10 Terabytes for Radicals


Last night I watched Carl Malamud’s fascinating, inspiring, and informative WWW2010 address in which he discussed his 10 Rules for Radicals, a strategy for working with (or against) bureaucracies. I won’t summarize here; watch the video.

I will point out, however, that using very much the same rhetoric that Carl articulated so eloquently, Google has announced that it is making available for free download about 10 terabytes of patent and trademark data. This is great news for those interested in doing their own patent searches in ways that publicly-available systems (e.g., Google Patent search, USPTO, etc.) cannot support. It’s also great news for information retrieval and data-mining researchers who can now access a lot of data in a straight-forward manner.
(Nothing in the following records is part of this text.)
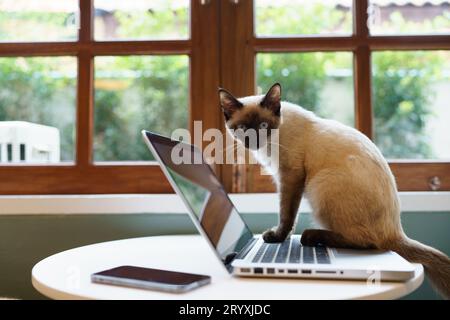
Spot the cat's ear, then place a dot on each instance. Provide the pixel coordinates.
(228, 103)
(272, 99)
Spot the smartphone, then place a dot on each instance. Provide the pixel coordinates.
(151, 279)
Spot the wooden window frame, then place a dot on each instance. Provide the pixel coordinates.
(411, 175)
(84, 176)
(220, 54)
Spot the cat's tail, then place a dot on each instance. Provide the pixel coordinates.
(436, 263)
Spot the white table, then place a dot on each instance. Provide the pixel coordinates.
(66, 275)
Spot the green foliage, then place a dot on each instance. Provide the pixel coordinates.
(37, 26)
(39, 90)
(154, 96)
(140, 92)
(295, 18)
(153, 24)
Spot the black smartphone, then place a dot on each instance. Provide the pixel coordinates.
(151, 279)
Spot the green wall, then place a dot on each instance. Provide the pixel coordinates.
(26, 239)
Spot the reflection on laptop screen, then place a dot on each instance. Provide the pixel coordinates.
(205, 196)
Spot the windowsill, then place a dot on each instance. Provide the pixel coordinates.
(172, 204)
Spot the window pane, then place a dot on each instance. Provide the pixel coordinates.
(320, 82)
(411, 94)
(38, 20)
(134, 93)
(303, 17)
(37, 109)
(140, 20)
(409, 17)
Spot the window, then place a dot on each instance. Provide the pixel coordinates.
(83, 77)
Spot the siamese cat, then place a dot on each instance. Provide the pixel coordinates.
(344, 176)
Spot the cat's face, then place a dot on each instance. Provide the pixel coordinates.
(249, 119)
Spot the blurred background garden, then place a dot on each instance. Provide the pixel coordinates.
(411, 89)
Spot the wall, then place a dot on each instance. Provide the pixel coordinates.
(26, 239)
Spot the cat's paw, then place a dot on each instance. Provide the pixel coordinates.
(310, 238)
(272, 236)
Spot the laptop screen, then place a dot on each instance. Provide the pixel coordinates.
(205, 196)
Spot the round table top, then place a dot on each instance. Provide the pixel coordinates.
(66, 275)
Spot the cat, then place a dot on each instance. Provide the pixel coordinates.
(348, 183)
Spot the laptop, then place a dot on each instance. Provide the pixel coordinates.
(247, 255)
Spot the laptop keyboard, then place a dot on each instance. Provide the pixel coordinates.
(291, 251)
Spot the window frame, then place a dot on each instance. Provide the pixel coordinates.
(219, 54)
(411, 175)
(85, 176)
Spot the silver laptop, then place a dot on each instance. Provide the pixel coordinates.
(246, 254)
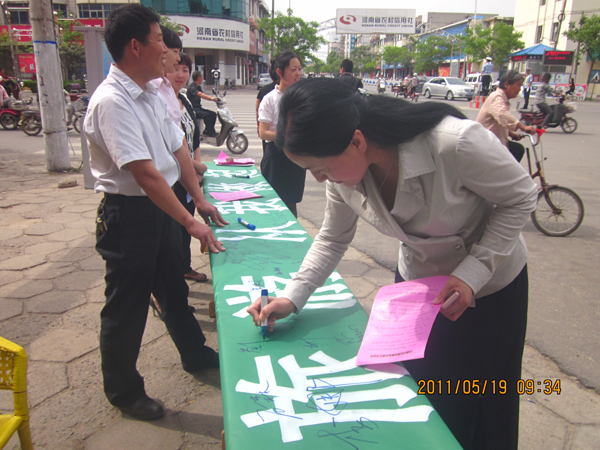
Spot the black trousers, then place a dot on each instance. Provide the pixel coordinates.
(526, 93)
(186, 239)
(142, 250)
(209, 117)
(516, 149)
(283, 175)
(485, 343)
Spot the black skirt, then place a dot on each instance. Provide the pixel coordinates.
(282, 174)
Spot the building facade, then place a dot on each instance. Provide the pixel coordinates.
(217, 33)
(544, 21)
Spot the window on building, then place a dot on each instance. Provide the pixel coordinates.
(60, 8)
(95, 10)
(538, 35)
(555, 26)
(19, 17)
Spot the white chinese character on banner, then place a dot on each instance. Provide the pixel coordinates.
(326, 395)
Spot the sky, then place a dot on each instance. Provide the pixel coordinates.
(322, 10)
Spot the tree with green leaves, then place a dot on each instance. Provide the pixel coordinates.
(285, 32)
(587, 35)
(431, 52)
(498, 42)
(166, 22)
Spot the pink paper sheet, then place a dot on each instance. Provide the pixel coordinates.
(400, 321)
(233, 196)
(222, 161)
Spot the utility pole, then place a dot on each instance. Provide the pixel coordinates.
(51, 96)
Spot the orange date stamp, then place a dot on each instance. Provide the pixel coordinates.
(494, 387)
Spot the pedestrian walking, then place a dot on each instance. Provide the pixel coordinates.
(136, 156)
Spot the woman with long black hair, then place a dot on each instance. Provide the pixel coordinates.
(284, 176)
(456, 200)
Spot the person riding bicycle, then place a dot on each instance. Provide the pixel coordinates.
(414, 83)
(540, 98)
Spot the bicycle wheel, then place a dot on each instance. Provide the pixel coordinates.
(569, 125)
(559, 212)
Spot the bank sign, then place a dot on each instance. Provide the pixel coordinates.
(368, 21)
(202, 32)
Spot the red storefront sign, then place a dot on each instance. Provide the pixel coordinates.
(26, 63)
(21, 32)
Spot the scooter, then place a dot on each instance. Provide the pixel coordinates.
(236, 140)
(11, 114)
(568, 124)
(230, 84)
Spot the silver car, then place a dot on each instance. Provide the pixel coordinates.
(448, 87)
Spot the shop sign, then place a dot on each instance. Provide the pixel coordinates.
(369, 21)
(203, 32)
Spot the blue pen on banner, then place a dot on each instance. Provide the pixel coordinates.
(264, 301)
(246, 224)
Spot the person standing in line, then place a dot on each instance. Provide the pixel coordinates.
(541, 92)
(284, 176)
(495, 114)
(346, 67)
(527, 87)
(486, 76)
(261, 94)
(169, 94)
(447, 190)
(195, 95)
(136, 156)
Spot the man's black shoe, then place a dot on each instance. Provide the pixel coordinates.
(144, 408)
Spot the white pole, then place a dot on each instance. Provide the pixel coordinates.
(51, 97)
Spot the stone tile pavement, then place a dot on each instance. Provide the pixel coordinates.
(51, 294)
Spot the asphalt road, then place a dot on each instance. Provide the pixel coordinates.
(563, 312)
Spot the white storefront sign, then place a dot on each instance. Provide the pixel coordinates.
(368, 21)
(203, 32)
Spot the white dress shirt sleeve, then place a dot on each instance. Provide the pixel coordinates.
(337, 232)
(120, 131)
(487, 169)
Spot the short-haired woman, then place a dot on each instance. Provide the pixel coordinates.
(286, 178)
(456, 201)
(495, 114)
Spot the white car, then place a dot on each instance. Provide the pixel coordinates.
(263, 80)
(448, 87)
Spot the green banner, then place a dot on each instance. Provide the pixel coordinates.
(300, 388)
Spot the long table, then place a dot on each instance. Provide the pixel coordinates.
(300, 388)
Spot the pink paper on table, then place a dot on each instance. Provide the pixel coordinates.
(222, 161)
(400, 321)
(233, 196)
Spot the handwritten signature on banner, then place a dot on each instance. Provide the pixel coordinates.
(276, 403)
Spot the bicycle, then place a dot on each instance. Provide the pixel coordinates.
(559, 210)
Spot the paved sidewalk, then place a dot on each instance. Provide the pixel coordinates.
(51, 294)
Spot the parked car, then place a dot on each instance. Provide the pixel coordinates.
(448, 87)
(263, 80)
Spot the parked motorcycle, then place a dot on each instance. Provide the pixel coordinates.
(236, 140)
(11, 114)
(560, 118)
(230, 84)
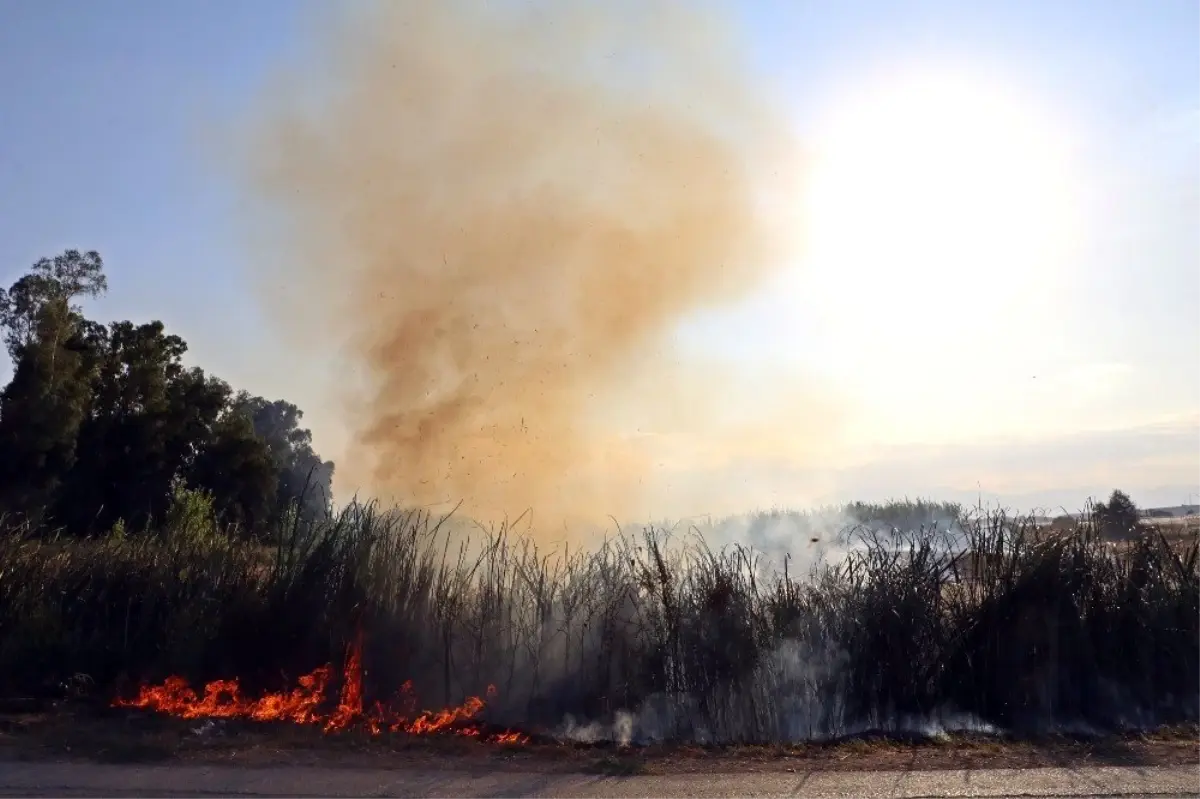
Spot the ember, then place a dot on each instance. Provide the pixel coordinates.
(303, 706)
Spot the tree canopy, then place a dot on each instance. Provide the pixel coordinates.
(101, 425)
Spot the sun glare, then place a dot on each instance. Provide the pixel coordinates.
(936, 208)
(940, 215)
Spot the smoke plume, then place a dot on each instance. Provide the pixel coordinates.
(498, 211)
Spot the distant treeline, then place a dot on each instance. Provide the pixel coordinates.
(103, 428)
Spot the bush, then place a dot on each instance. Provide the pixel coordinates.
(1049, 628)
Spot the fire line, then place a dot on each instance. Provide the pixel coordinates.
(303, 706)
  1. I have 1.2TB at home.
    Even if I had 10TB, each XML file is about 230MB after unpacking and I can’t even see the format.
    Is there any way to do use this from home?

  2. This data may be at a scale for which the disclaimer “Don’t try this at home” applies. On the other hand, it should be possible to set up some research servers through which subsets of the data could be examined. Seems like a good application for some cloud computing infrastructure.

  3. My informal sample of the patent data Google makes available suggests that if you’re interested in full-text search (rather than the page images and trademark data), there isn’t SO much data there: for the nine years of full-text data that’s available, each week’s documents are stored in a separate file. Uncompressed, each file is about 500MB (conservative estimate based on a sample of 4 files), and there are a total of about 9*52 such files, for a total of about 250GB of XML data. That should fit on your home disk just fine.